St. Louis Cardinals’ first baseman Albert Pujols recently joined the growing number of foreign-born Major Leaguers who have become American citizens. (Pujols grew up in the Dominican Republic and moved to the Kansas City area when he was 16.) These players take the oath for different reasons, not all of them noble or patriotic – and not that different from our own ancestors, or ourselves. But this was clearly not a check-the-box exercise for Pujols. He aced the citizenship test. "He even answered a bunch of additional questions and gave us more answers than we asked," the local customs and immigration officer reported. "He clenched his fist and said, I got 100 percent! He just had a grin from ear to ear. He was thrilled to become a citizen."
From what I know of the test, it’s not exactly as tough as Peter Schramm’s U.S. government exam at Ashland, but that’s not the point. The attitude was typical of Pujols; it didnt matter to him if the test was a fastball or a curve. He probably thinks he can bat 1.000, too. He was a lightly-regarded player coming out of junior college who worked himself into becoming a right-handed Ted Williams – with power, average, few strikeouts, a great clutch hitter, league MVP. When he came to the major leagues he really didn’t have a position in the field and bounced around at third base and the outfield, perhaps marked for eventual DH duty in the American League. Instead he worked himself into a Gold Glove winning first baseman.

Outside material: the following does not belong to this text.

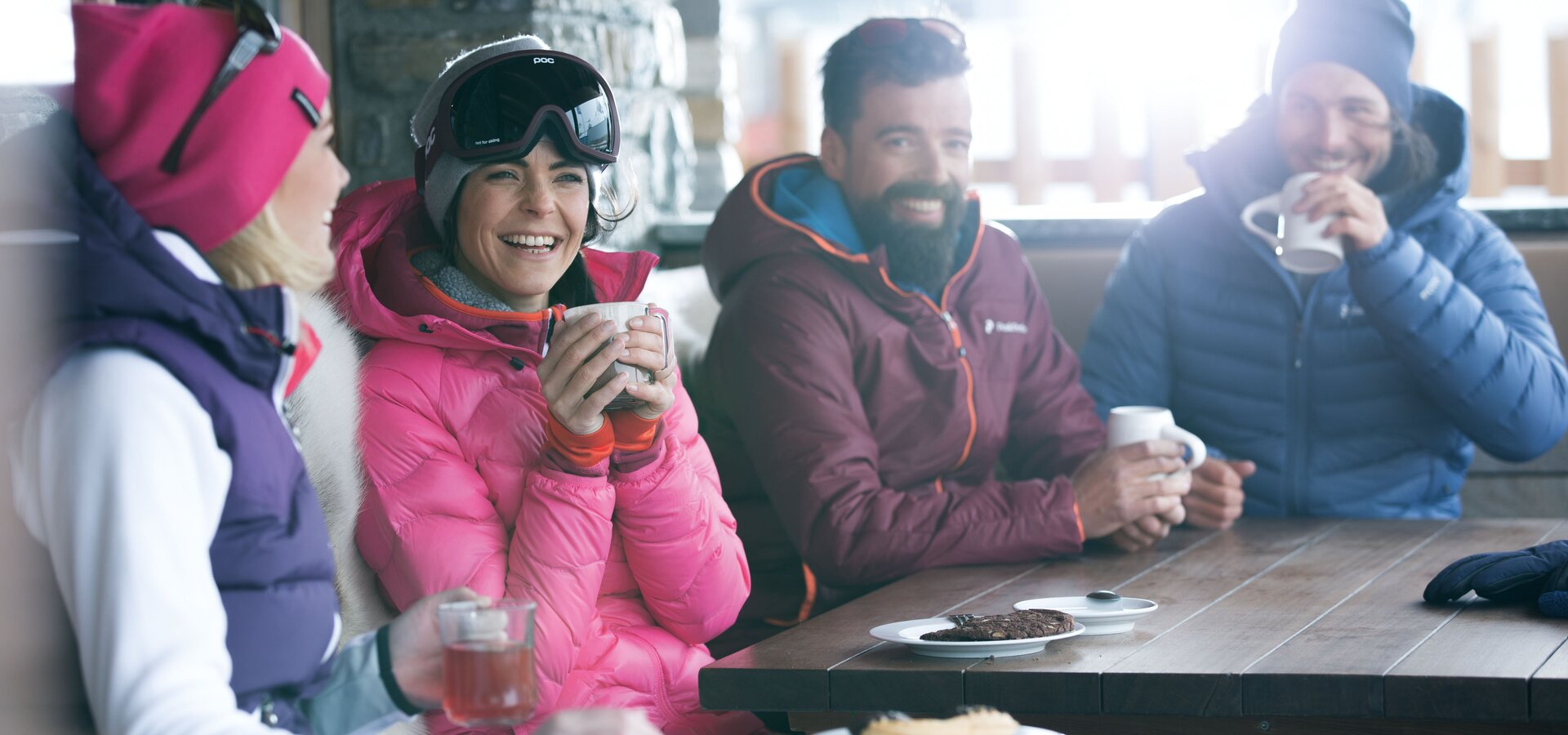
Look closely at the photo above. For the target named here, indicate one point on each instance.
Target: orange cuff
(632, 433)
(1079, 519)
(581, 450)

He isn’t the most gregarious person with the media. He comes across a bit surly at times; not Barry Bonds surly, just the character of a man who wants to focus on his business and his family. Don’t get caught up with that. During baseball season, if I’m watching another game, I try to anticipate when Pujols might come to bat so I can switch over in time to see him. The same way I would want to see Ted Williams, another perfectionist. If hitting a baseball is the single most difficult thing to do in sports – arguable, but it’s a serious argument – you should make it a point to see the man who eventually may walk down the street and have it said about him, “There goes the best who ever lived.” And an American, to boot.